For Davies, the trend toward decentralization in the UK is a symptom of the kingdom’s decline. Residents of countries where much greater powers are given to the regions―Canada, say, or Switzerland―might disagree. But his broader point is that all the political powers we now think of as unarguable realities will, one day, dissolve or be replaced just as the Kingdom of Aragon or the Kingdom of Savoy were. And that’s unarguable.
Davies makes clear that states can pass through many changes in their lives and deaths. The convoluted history of the many polities named Burgundy is proof of that. But almost every kingdom he looks at has its roots in some other state; they are each the product of a specific transformation, developing out of some other kingdom, existing for a time in one or more configurations, then passing away, occasionally later to revive. Sometimes the changes seem organic, developing from within; sometimes it seems forced, a product of conquest from outside. But change itself seems inevitable, and something we forget at our peril.
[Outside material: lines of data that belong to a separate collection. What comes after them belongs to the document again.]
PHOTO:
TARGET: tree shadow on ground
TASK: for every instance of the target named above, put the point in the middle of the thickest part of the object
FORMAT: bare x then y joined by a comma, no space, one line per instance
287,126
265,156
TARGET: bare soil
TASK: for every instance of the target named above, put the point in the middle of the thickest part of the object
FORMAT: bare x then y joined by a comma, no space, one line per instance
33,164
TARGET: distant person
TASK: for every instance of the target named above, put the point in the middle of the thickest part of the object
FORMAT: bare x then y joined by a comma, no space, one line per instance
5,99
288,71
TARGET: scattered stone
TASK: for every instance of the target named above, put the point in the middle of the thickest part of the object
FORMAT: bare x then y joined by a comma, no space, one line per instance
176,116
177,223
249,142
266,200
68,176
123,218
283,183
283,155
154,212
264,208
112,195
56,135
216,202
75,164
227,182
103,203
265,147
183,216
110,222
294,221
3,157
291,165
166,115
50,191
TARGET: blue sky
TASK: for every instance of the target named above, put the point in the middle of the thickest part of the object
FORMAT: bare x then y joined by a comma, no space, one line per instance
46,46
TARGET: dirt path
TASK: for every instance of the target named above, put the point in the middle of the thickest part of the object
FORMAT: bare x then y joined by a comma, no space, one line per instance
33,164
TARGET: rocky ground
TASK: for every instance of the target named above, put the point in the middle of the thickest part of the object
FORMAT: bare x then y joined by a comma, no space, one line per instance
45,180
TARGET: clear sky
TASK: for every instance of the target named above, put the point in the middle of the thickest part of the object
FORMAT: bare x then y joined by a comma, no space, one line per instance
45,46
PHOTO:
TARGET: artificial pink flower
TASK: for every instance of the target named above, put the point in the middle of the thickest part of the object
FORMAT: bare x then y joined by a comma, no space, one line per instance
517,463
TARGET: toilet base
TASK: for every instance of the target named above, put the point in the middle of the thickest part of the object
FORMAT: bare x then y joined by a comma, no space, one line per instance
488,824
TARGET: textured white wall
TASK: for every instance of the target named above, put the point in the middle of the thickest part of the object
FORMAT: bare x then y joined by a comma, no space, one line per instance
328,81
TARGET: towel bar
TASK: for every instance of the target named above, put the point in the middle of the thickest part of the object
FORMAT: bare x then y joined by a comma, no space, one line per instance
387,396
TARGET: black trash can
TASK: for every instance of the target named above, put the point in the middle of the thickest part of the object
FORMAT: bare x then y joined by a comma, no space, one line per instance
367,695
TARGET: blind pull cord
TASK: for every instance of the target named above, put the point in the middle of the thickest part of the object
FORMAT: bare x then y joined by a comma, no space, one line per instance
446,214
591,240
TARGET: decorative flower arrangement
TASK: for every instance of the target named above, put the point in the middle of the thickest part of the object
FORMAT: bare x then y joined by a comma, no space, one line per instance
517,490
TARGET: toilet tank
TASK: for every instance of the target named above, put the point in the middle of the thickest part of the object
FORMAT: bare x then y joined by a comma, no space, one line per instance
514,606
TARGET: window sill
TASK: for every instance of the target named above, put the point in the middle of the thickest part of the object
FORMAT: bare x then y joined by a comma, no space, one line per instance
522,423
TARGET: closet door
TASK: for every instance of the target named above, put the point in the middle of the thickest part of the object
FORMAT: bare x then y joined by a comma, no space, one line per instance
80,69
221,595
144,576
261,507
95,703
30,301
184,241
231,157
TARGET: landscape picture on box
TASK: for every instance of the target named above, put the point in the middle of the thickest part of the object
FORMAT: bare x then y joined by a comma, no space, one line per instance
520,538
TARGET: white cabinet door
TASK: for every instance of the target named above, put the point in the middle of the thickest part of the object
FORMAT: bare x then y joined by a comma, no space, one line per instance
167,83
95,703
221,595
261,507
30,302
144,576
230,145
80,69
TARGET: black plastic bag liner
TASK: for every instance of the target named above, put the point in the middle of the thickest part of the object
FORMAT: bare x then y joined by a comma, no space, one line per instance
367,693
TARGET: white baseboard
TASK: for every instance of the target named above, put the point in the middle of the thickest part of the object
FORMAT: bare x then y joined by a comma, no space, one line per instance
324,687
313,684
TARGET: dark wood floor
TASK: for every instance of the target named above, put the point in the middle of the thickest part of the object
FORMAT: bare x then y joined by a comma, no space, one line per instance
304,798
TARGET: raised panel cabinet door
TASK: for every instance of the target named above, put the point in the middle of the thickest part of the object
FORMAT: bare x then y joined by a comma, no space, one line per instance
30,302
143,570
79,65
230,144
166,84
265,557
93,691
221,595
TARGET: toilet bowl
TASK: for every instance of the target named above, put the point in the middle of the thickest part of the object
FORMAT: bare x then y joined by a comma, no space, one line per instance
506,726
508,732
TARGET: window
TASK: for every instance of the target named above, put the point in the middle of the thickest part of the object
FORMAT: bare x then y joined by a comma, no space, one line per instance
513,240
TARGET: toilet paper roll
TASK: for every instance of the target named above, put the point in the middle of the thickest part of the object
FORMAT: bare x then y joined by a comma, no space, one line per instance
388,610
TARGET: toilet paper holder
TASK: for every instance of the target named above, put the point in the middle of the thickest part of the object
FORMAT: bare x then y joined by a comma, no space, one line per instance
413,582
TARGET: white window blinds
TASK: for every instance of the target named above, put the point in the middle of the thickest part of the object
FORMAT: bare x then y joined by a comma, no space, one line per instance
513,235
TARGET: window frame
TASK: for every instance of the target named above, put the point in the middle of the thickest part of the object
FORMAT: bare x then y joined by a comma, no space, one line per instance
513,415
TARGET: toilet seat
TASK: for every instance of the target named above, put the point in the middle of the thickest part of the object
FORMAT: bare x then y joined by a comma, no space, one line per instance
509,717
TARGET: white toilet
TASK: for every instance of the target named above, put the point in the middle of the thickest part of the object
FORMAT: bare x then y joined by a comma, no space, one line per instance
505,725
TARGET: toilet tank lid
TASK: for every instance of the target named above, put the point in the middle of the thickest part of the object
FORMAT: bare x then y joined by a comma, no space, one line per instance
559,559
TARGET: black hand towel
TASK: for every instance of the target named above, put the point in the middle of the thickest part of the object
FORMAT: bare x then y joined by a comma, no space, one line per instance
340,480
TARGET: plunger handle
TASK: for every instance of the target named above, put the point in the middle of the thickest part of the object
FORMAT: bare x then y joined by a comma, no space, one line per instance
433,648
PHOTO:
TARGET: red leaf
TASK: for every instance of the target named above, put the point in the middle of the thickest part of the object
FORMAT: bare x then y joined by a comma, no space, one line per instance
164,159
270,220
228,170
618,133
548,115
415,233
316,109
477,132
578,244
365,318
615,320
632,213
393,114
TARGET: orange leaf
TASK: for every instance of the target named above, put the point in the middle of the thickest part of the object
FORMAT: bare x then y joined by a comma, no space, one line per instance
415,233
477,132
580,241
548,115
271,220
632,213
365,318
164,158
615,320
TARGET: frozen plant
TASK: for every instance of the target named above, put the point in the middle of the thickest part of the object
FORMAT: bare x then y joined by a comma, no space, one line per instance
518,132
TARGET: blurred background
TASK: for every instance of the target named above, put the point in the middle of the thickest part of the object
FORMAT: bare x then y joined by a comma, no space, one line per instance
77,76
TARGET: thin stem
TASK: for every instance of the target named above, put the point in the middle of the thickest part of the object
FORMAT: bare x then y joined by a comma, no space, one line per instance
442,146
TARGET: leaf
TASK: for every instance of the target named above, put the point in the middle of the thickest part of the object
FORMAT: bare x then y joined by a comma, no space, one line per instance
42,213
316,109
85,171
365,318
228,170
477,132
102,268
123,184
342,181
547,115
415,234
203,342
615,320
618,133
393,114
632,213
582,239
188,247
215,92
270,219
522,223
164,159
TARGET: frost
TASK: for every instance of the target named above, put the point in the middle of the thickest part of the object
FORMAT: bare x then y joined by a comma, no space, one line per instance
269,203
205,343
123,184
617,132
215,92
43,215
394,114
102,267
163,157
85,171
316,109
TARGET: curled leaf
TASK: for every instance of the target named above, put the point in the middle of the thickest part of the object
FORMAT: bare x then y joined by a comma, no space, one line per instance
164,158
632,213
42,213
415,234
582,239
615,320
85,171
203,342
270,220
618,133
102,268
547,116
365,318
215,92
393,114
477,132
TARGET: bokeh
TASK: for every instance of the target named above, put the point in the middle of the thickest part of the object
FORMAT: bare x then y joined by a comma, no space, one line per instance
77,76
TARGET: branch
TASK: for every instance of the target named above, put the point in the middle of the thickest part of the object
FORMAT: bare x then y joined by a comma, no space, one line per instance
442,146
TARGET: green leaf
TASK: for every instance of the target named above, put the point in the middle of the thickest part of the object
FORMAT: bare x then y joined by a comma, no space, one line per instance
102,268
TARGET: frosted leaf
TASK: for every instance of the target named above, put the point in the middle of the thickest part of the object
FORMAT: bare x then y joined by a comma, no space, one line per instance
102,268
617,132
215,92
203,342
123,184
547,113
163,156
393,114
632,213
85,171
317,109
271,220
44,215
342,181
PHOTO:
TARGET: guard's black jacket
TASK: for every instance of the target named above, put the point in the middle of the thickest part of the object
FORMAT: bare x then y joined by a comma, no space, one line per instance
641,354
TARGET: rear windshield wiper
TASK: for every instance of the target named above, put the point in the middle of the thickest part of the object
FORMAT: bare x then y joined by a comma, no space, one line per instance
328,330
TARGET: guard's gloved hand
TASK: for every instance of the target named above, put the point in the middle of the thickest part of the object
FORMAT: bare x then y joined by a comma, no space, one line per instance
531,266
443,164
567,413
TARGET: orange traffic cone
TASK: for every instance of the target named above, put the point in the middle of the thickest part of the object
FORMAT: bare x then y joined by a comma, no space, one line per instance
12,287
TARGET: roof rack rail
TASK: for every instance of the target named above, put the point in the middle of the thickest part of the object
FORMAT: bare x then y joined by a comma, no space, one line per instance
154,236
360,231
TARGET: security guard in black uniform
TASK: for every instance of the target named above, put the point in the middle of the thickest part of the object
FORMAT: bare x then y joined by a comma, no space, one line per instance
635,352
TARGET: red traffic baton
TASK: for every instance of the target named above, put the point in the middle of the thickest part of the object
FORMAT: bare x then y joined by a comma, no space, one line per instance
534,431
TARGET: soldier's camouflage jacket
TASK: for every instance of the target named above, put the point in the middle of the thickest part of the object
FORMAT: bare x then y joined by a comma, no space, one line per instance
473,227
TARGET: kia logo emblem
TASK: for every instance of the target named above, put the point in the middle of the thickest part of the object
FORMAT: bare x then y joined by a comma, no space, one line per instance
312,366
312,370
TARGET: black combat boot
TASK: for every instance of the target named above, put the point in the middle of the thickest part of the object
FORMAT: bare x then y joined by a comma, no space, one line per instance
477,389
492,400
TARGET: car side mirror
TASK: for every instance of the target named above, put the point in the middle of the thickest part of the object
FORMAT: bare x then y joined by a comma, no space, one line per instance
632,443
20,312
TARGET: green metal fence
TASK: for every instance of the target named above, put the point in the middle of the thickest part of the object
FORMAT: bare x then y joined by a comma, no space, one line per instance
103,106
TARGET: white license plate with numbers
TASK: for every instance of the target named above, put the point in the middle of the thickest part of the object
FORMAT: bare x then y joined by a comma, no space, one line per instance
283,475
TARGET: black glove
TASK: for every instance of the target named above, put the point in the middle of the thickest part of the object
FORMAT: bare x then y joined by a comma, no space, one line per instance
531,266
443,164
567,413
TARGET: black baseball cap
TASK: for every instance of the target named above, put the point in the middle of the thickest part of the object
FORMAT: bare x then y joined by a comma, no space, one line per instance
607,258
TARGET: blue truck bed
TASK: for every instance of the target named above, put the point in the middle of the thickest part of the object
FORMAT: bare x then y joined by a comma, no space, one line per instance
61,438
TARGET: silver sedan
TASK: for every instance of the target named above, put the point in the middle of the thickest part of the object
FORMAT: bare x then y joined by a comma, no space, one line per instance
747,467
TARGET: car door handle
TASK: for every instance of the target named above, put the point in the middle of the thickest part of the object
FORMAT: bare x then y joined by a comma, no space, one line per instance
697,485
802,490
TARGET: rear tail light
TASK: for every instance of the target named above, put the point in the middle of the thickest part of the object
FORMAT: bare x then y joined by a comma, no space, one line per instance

That’s ironic, given that by definition a state is defined by its relationship to power, and hence its ability to resist change. At one point Davies illustrates a point by giving reader opinions from pre-World-War-I German nationalist Heinrich von Treitschke: “The State is a law unto itself. Weak nations do not have the same right to live as powerful and vigorous nations.” Also: “The end-all and be-all of a State is power, and he who is not man enough to look this truth in the face should not meddle in politics.” One has the feeling that Davies rejects the determinism implicit in Treitschke’s statements, and perhaps agrees more with Dante, who he quotes in another context: “For one nation rules and another languishes/according to [Fortune’s] hidden judgment,/hidden like a snake in the grass.”
There is an element of fortune in the histories Davies describes. Almost always, as he describes events, things could have gone differently. The vanished kingdoms he writes of collectively insist that the history we know was never predestined; that we are the outcome of chance, not of certainty. Politics and power are shaped by certain givens, yes, but nobody sees every snake lurking in the grass; nothing is certain, however much it might seem so.
Perhaps as a result, Davies’ conclusion, “How States Die,” is unsatisfying. He lists five ways by which states meet their end, but provides no real unifying factor among those five causes of death. Nor any hint of how to see their symptoms and prepare for the end. The actual causes themselves are simply enunciated in a few pages. It feels like a capstone’s missing; as though, after all the fascinating matter of his book, there’s simply nothing left to say.
Perhaps there isn’t. Or perhaps the conclusion really comes much earlier, about halfway through the text, when Davies observes that: “All the nations that ever lived have left their footsteps in the sand. The traces fade with every tide, the echoes grow faint, the images are fractured, the human material is atomized and recycled. But if we know where to look, there is always a remnant, a remainder, an irreducible residue.”
This is his theme: the reclaiming of the residues of the past. And the reminder that sometime, and perhaps sooner than we think, all we know will be nothing more or less than a residue itself; that all power will dwindle to footsteps and broken images.